Well, it’s all over. Christmas has flown back to the North Pole, leaving us with leftover snow and fewer house lights, but we’re content nonetheless. Perhaps I should speak for myself. Gifts or no gifts, Christmas always enlivens me, and for that, I’m grateful. Friends call from afar, cards and packages arrive, carols stream from servers, shops, satellites, and old-fangled radios. The endless bad news out of America abates for awhile. Best of all, the convenience of has turned holiday shopping into a simple joy: scroll, point, click and deliver, usually the same day or the next (I know, I know….it kills jobs, but it saves my aching legs).

I’ve noticed a paradoxical angle to my Christmases. Each year that I cut back on holiday activities, my seasonal enjoyment increases. So, for me, no more entertaining, dinner-hosting, party-going, store-trudging or standing in line (or “online”, as New Englanders say).  Even concert-going becomes unpleasant, a shame, really, since I do so love Christmas choral events. But just getting there! No, no. I now enjoy one lovely turkey dinner with relatives at my brother’s place in Port Moody, and then I hunker down for some real fun.

On balance, and not only at Christmas, the older I get, the less outside activity of any kind do I need or desire. My legs are less steady, but luckily, the rest of me still works well, and my own head is full of wonder, with resources enough for ten. Cleared of past cares – and without Alzheimer’s yet –  I can wander Vancouver’s Festival of Lights at Van Dusen Gardens from happy memory, or visit warm Waikiki, or dine with myriad relatives in Finland and Sweden. I can stroll once again the magical streets of Paris (sigh). The whole world awaits, without pain or impediment. I can still swim and write, two major joys.

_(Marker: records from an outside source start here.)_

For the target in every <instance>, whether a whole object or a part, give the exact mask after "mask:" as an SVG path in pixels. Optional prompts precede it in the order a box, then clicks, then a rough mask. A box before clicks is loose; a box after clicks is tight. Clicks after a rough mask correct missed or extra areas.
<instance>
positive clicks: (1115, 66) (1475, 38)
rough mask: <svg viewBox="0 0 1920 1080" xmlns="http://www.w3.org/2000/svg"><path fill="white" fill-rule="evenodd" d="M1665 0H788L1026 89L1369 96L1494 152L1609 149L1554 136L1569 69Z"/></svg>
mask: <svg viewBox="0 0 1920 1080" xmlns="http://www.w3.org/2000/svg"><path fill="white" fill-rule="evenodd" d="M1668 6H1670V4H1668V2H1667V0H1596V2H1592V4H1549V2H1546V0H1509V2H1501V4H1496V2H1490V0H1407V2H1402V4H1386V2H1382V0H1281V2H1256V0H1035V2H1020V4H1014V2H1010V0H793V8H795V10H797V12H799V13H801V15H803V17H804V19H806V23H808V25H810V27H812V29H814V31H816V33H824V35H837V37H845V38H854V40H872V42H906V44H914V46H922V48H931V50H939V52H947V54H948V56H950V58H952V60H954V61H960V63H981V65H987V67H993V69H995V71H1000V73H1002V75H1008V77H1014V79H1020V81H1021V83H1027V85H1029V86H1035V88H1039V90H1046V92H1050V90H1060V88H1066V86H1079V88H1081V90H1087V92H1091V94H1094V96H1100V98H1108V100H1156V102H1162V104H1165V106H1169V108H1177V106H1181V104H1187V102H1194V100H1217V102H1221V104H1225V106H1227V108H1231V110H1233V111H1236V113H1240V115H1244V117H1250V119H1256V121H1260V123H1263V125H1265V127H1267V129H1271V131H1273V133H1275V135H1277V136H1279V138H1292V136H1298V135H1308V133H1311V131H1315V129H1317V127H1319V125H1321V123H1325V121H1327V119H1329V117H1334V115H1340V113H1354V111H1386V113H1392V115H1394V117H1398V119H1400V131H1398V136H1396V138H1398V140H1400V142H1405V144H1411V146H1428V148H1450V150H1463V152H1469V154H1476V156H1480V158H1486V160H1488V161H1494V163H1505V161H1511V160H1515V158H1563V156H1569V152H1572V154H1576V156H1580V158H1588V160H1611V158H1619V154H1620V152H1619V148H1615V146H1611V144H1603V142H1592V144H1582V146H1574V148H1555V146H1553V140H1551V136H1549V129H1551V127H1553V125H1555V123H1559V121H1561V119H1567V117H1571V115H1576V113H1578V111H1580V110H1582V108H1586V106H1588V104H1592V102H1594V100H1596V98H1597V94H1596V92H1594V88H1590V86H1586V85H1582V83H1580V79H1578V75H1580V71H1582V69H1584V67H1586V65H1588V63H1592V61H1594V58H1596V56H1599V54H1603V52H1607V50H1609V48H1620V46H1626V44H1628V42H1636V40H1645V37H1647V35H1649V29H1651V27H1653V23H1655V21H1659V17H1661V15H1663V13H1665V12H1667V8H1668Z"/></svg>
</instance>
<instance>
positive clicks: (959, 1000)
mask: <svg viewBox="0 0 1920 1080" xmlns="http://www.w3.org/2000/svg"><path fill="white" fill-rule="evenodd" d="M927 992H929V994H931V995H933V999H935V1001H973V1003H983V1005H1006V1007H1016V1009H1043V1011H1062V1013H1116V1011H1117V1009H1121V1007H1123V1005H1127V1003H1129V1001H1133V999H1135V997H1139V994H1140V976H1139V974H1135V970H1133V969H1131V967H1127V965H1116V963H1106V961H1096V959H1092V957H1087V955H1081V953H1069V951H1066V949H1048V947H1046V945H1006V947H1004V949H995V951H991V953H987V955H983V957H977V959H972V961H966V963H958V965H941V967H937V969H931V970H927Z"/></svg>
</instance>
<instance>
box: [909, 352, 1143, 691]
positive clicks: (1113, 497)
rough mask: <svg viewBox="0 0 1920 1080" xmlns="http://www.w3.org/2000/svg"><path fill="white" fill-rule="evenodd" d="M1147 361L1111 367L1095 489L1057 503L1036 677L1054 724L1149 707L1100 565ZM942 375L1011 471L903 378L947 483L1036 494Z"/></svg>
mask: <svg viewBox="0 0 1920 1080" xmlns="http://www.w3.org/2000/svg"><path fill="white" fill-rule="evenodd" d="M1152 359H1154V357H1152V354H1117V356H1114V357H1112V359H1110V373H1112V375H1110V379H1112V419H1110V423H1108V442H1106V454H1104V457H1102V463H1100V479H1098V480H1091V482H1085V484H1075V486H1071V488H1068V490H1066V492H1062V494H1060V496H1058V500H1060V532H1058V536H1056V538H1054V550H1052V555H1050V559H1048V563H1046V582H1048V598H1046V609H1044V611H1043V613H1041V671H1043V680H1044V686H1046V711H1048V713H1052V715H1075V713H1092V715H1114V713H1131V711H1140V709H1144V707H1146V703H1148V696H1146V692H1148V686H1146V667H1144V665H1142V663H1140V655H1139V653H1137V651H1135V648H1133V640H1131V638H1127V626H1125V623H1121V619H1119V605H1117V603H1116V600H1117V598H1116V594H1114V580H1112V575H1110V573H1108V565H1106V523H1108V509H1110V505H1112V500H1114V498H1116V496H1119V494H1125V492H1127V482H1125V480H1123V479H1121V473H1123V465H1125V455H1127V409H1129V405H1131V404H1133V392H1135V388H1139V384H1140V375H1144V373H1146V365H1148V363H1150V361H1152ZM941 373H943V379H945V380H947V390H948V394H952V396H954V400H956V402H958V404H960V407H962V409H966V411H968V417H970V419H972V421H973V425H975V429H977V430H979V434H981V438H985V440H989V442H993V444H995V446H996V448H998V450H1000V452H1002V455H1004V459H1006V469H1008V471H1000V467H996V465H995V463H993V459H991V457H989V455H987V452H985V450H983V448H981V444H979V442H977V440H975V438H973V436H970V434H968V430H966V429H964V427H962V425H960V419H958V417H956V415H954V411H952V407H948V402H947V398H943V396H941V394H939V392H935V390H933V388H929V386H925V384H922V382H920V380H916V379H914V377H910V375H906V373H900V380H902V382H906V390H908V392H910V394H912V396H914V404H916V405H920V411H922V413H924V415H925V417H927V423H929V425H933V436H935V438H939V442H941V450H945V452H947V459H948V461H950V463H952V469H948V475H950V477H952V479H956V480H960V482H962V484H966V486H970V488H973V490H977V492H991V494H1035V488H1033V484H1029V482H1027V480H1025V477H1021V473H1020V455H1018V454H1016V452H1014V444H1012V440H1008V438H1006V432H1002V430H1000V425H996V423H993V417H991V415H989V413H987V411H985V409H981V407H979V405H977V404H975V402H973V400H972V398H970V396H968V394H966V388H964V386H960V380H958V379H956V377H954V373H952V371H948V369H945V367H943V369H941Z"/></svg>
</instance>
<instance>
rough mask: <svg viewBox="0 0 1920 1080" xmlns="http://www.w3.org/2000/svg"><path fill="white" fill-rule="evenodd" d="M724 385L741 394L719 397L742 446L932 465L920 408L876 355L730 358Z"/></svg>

Less activity! It’s a new and wonderful freedom. I’m thinking of becoming a hermit (JK!)

As I sit at my computer post-Boxing Day, JazzRadio fills my ears with soft, complex sounds, and with a slight turn of head, I can see it’s snowing. This alarms me not, as I have nowhere to be today. The Crown awaits on Netflix, and my electric blanket periodically beckons. My fully-charged IPAD holds the Wizard of Oz game I like to play (Level 575 and climbing). I have a book on the go, and my best friend texts me regularly. I’m seldom lonely, and besides, my husband is nearby.

What could be better?

The house is quiet, my cat asleep in the next room.

Until the furnace guy comes and the vacuum noise sends him into the snowy cold.

I’d best go check on him; he’s old too.


5 thoughts on “CHRISTMAS-LITE

  1. Those of us who are “of an age…” can certainly identify with many of the changing priorities during holiday times that you’re describing in this blog, Marg. Our cats are also feeling their age. We have to continually boot them out of the bathroom since they love to snooze on the heated floor but it’s bad for their joints and makes them limp!